Reviews

Island

Note: The following review dates from this production’s previous run at the National Theatre.

Some theatre events resonate beyond the mere words that comprise them, but the special power of The Island is that it’s transcends purely verbal communication even in its staging.

This seminal work of political as well as deeply personal theatre was first staged in full in 1974 at London’s Royal Court, though it was originally developed in South Africa’s Cape Town where a draft version was presented twice the year before.
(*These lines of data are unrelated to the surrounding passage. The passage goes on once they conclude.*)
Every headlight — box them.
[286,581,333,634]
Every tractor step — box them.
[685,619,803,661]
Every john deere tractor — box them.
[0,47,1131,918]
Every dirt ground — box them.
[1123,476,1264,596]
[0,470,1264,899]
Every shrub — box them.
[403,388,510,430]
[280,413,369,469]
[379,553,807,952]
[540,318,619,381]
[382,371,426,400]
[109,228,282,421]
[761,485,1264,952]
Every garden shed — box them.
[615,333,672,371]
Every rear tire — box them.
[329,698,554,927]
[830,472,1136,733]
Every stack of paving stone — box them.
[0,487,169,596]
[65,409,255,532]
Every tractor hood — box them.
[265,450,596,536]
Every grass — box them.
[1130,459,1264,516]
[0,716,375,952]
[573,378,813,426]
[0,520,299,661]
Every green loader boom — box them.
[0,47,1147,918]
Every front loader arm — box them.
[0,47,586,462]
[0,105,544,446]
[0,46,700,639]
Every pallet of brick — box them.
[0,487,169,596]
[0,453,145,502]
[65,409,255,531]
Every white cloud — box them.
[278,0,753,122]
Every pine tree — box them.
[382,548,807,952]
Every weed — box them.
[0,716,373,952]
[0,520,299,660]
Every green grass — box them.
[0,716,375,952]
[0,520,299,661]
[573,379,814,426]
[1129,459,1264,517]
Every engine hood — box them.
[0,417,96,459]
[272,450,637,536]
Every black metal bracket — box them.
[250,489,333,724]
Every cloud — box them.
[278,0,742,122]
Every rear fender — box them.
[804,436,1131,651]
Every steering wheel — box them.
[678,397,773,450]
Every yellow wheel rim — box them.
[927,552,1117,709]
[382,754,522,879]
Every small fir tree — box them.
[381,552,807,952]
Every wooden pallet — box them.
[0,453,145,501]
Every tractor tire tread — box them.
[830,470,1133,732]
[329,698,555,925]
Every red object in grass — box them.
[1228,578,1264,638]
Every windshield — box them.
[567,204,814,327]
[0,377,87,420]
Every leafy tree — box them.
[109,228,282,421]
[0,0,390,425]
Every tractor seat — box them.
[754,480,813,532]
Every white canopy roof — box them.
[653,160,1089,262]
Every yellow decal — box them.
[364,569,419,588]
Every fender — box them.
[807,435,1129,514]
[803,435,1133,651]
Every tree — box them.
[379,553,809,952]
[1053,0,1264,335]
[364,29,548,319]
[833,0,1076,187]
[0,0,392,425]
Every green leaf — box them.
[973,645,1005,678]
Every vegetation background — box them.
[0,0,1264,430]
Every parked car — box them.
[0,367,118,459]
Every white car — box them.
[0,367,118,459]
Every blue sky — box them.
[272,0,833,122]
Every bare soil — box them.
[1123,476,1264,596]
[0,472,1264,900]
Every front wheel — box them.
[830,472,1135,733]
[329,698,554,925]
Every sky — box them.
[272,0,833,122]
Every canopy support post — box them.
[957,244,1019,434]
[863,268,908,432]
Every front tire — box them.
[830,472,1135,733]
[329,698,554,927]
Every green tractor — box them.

Over a quarter of a century later, the specific circumstances it describes – of incarceration on Robben Island, where Nelson Mandela, its most famous prisoner, was held for some 22 years – may, happily, be no more, but the courage with which it was created, and the extraordinary courage of its two thrilling actors, John Kani and Winston Ntshona, who co-wrote it with Athol Fugard, remains a shining beacon of the power of theatre across the ages.

It opens with the sight of the two prisoners doing hard labour on the island; not a meaningful word, beyond grunts and sighs, is uttered for the first 15 minutes. Instead, we are riveted by the sight of these two, now elderly, men, and the amazingly realistic mime they play out; the sweat generated, however, is genuinely for real.


This is a radical way to begin a play, even now; but 26 years ago, in the days before Theatre de Complicite and other physical theatre companies introduced this vocabulary of the body to our theatre, it must have seemed even more astonishing. No wonder that Peter Brook – who is credited with assisting the actors in restaging the production – is such an admirer. Like Brook’s work, it strips theatre right back to its essence. There is nothing superfluous here – no extraneous props, no fussy design, just a virtually bare stage, the two actors and the story they have to tell.

The work goes on to draw on other theatrical experience, specifically drawing on parallels with the Greek tragedy Antigone and a performance of it that two prisoners are planning for their fellows on the island. But, as beautifully embodied by Ntshona and Kani – who have previously appeared as the tramps in a revelatory South African production of Waiting for Godot that played at the Old Vic over a decade ago – the two men’s dependency on each other and their brave stand together against the futility of their situation is deeply reminiscent of Beckett’s equally resilient characters, too.

Out of this compressed theatrical language, an extremely powerful piece of drama emerges that thrillingly draws on the actors long history of working together.